My rating: 5 of 5 stars
I first heard of Howard Blackburn because several friends in my New Bedford rowing clubs (WCR and AMHS) have participated in the Blackburn Challenge, a 20-mile race in the Gloucester area. I have not been in any races above 4 miles, but do hope to undertake this one someday.
I had heard snippets of Blackburn's biography, and decided that diving into his biography would be a good way to begin my sabbatical. I had already told my university that while 80 percent of my sabbatical would be devoted to curriculum development, 20 percent would be nautical studies not directly related to my teaching. The "starting gun" for my spring sabbatical was the submission of fall-semester grades, but I found the early chapters of Garland's work a very welcome diversion from end-of-semester chores.
It was also good to be reading this book after my first visit to Nova Scotia, whose geography figures prominently in the story. The maps in the book itself are rather feeble -- those who do not know New England and the Maritimes can benefit by reading this with an atlas handy.

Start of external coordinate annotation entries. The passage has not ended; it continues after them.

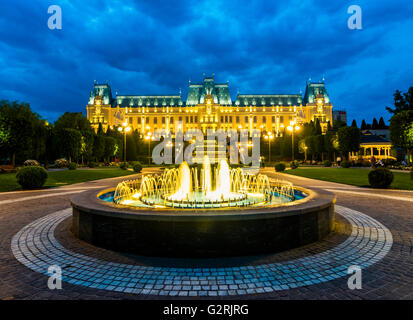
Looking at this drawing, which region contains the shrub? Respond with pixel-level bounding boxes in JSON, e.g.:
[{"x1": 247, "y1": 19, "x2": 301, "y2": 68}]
[
  {"x1": 340, "y1": 160, "x2": 351, "y2": 168},
  {"x1": 16, "y1": 166, "x2": 47, "y2": 189},
  {"x1": 87, "y1": 161, "x2": 97, "y2": 168},
  {"x1": 133, "y1": 161, "x2": 142, "y2": 173},
  {"x1": 290, "y1": 160, "x2": 300, "y2": 169},
  {"x1": 68, "y1": 162, "x2": 77, "y2": 170},
  {"x1": 23, "y1": 160, "x2": 40, "y2": 167},
  {"x1": 323, "y1": 160, "x2": 332, "y2": 167},
  {"x1": 274, "y1": 162, "x2": 285, "y2": 172},
  {"x1": 369, "y1": 168, "x2": 394, "y2": 188},
  {"x1": 55, "y1": 158, "x2": 69, "y2": 168}
]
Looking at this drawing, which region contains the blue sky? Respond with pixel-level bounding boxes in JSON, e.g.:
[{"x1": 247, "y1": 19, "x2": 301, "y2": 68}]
[{"x1": 0, "y1": 0, "x2": 413, "y2": 124}]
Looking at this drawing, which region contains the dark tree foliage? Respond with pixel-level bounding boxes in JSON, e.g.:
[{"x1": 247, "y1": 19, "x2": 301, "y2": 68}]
[
  {"x1": 371, "y1": 118, "x2": 379, "y2": 130},
  {"x1": 338, "y1": 127, "x2": 360, "y2": 157},
  {"x1": 360, "y1": 119, "x2": 367, "y2": 130},
  {"x1": 386, "y1": 87, "x2": 413, "y2": 114},
  {"x1": 0, "y1": 100, "x2": 47, "y2": 166},
  {"x1": 378, "y1": 117, "x2": 386, "y2": 129}
]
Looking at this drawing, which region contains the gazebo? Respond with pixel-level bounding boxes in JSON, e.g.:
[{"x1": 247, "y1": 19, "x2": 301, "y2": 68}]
[{"x1": 350, "y1": 133, "x2": 396, "y2": 161}]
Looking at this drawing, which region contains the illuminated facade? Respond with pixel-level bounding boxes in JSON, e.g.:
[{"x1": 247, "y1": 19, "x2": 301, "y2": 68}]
[{"x1": 87, "y1": 77, "x2": 333, "y2": 136}]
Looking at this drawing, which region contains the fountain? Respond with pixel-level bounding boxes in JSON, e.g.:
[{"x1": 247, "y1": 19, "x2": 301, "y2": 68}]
[
  {"x1": 72, "y1": 158, "x2": 335, "y2": 257},
  {"x1": 111, "y1": 157, "x2": 296, "y2": 209}
]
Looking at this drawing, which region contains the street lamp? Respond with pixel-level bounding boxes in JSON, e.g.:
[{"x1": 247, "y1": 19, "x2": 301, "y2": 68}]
[
  {"x1": 118, "y1": 122, "x2": 131, "y2": 162},
  {"x1": 287, "y1": 121, "x2": 300, "y2": 161},
  {"x1": 145, "y1": 132, "x2": 152, "y2": 165},
  {"x1": 264, "y1": 132, "x2": 274, "y2": 162}
]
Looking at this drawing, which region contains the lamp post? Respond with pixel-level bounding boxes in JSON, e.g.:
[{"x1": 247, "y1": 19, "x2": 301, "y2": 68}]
[
  {"x1": 287, "y1": 121, "x2": 300, "y2": 161},
  {"x1": 145, "y1": 132, "x2": 152, "y2": 165},
  {"x1": 264, "y1": 132, "x2": 274, "y2": 162},
  {"x1": 118, "y1": 122, "x2": 131, "y2": 162}
]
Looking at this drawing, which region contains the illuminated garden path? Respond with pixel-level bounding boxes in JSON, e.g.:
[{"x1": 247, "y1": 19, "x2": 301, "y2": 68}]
[
  {"x1": 0, "y1": 170, "x2": 413, "y2": 299},
  {"x1": 11, "y1": 207, "x2": 393, "y2": 296}
]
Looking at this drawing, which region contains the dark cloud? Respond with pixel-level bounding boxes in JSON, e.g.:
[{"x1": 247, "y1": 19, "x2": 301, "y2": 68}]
[{"x1": 0, "y1": 0, "x2": 413, "y2": 122}]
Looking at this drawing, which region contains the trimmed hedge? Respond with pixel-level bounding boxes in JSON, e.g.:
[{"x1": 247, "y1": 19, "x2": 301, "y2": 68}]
[
  {"x1": 16, "y1": 166, "x2": 47, "y2": 189},
  {"x1": 23, "y1": 160, "x2": 40, "y2": 167},
  {"x1": 290, "y1": 160, "x2": 300, "y2": 169},
  {"x1": 87, "y1": 161, "x2": 97, "y2": 168},
  {"x1": 369, "y1": 168, "x2": 394, "y2": 188},
  {"x1": 68, "y1": 162, "x2": 77, "y2": 170},
  {"x1": 274, "y1": 162, "x2": 286, "y2": 172},
  {"x1": 55, "y1": 158, "x2": 69, "y2": 168},
  {"x1": 323, "y1": 160, "x2": 332, "y2": 167},
  {"x1": 133, "y1": 161, "x2": 142, "y2": 173},
  {"x1": 340, "y1": 160, "x2": 351, "y2": 168}
]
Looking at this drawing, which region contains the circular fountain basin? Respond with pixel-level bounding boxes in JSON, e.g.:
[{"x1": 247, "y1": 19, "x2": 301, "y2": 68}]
[{"x1": 71, "y1": 187, "x2": 335, "y2": 257}]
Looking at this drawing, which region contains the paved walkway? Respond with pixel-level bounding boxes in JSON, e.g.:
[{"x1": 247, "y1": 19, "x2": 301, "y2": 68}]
[{"x1": 0, "y1": 170, "x2": 413, "y2": 299}]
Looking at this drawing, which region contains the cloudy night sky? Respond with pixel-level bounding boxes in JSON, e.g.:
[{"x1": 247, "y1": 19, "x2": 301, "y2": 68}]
[{"x1": 0, "y1": 0, "x2": 413, "y2": 125}]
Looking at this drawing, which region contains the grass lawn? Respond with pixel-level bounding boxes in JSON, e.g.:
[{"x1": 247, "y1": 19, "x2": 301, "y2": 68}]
[
  {"x1": 0, "y1": 168, "x2": 135, "y2": 192},
  {"x1": 285, "y1": 167, "x2": 413, "y2": 190}
]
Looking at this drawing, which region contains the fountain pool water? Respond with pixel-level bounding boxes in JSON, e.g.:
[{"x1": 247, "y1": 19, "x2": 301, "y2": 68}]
[
  {"x1": 100, "y1": 157, "x2": 306, "y2": 209},
  {"x1": 71, "y1": 159, "x2": 335, "y2": 258}
]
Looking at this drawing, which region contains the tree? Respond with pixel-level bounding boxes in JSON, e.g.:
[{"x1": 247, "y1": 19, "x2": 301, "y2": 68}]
[
  {"x1": 390, "y1": 110, "x2": 413, "y2": 162},
  {"x1": 81, "y1": 131, "x2": 95, "y2": 163},
  {"x1": 371, "y1": 118, "x2": 379, "y2": 130},
  {"x1": 54, "y1": 112, "x2": 92, "y2": 134},
  {"x1": 56, "y1": 128, "x2": 82, "y2": 162},
  {"x1": 97, "y1": 122, "x2": 105, "y2": 134},
  {"x1": 103, "y1": 136, "x2": 116, "y2": 162},
  {"x1": 93, "y1": 134, "x2": 105, "y2": 161},
  {"x1": 378, "y1": 117, "x2": 386, "y2": 129},
  {"x1": 0, "y1": 101, "x2": 46, "y2": 166},
  {"x1": 386, "y1": 87, "x2": 413, "y2": 115},
  {"x1": 337, "y1": 127, "x2": 360, "y2": 158},
  {"x1": 360, "y1": 119, "x2": 367, "y2": 130}
]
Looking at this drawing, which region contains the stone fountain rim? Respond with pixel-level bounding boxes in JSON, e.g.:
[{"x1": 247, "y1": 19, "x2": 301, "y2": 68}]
[{"x1": 71, "y1": 186, "x2": 336, "y2": 221}]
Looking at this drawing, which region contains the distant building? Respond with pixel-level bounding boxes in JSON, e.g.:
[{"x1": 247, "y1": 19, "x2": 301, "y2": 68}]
[
  {"x1": 350, "y1": 130, "x2": 396, "y2": 161},
  {"x1": 86, "y1": 77, "x2": 333, "y2": 136},
  {"x1": 333, "y1": 110, "x2": 347, "y2": 124},
  {"x1": 361, "y1": 129, "x2": 390, "y2": 140}
]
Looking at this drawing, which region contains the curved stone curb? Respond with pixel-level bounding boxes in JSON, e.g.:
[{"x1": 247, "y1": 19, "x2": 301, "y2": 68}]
[{"x1": 11, "y1": 206, "x2": 393, "y2": 296}]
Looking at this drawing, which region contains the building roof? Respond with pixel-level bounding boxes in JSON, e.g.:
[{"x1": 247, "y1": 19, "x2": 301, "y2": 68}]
[
  {"x1": 186, "y1": 77, "x2": 232, "y2": 105},
  {"x1": 303, "y1": 82, "x2": 330, "y2": 105},
  {"x1": 89, "y1": 76, "x2": 330, "y2": 107},
  {"x1": 115, "y1": 95, "x2": 183, "y2": 107},
  {"x1": 360, "y1": 134, "x2": 391, "y2": 145},
  {"x1": 235, "y1": 94, "x2": 302, "y2": 106}
]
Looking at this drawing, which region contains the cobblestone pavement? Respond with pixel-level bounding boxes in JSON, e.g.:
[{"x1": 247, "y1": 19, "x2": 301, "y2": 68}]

The opening pages are astounding -- I had no idea that Blackburn's most dramatic ordeal took place when he was so very young. It was as gruesome a rowing story as can be imagined. While some -- perhaps most -- survivors of such calamity and grievous injury at sea would find a career inland, Blackburn spent the next 20 years setting ever-more elaborate nautical challenges for himself.
Driven to go ever-greater distances in ever-smaller boats, he contorted his ample frame into boats that I would not want to sail for an afternoon, and piloted them through conditions they were not built to endure. As a fellow human of substantial size, I could feel my back and legs ache as I read some passages. I was also incredulous as I read how he endured illness and injury. He would wave off the assistance of other mariners when he was clearly too sick to pilot anything.
Garland -- an accomplished mariner himself -- draws on exhaustive documentary research to write .a detailed account of adventures that always began in Gloucester but extended thousands of miles from there, in all directions.
One of my rowing clubs is also a sailing club, in which I have gained just enough experience -- mainly as ballast -- to appreciate some of the details of the sailing, while also realizing just how much of the terminology I still do not know. (Short version: a bit of wind is a really good thing; a bit more can be even better; but a lot more can be catastrophic.)
The protagonist risks being one-dimensional; after all, he has essentially the same response to every nautical challenge, which is stubborn determination.
Throughout most of the book, his wife Theresa is mentioned only when he is about to set out on a long and risky voyage, and she is only mentioned as being absent from the dock. In later chapters, we learn a bit more about their family life. We also learn about Blackburn's business dealings, which mainly involved keeping a saloon open during periods of frequently changing alcohol laws.
For me, Blackburn's most admirable qualities were those that did not garner as many headlines as his nautical daring-do: gratitude and generosity. Having been rescued from the sea by people who were themselves on the edge of starvation, he endured months of deprivation along with them. This is what drove him to always be certain he was financially comfortable. But he remembered how generously they had shared from their scant provisions, and so lavished donations on them for the rest of his years. His saloon regulars trusted so much in his generosity that they would support the poor simply by leaving cash in a jar on his bartop.
Lagniappe: I encourage anyone who reads this to read the entire Afterward. Some of it is a rather tedious account of the chain of ownership of the various sloops and dories mentioned throughout the book, but part of it is a surprising confession by the author himself.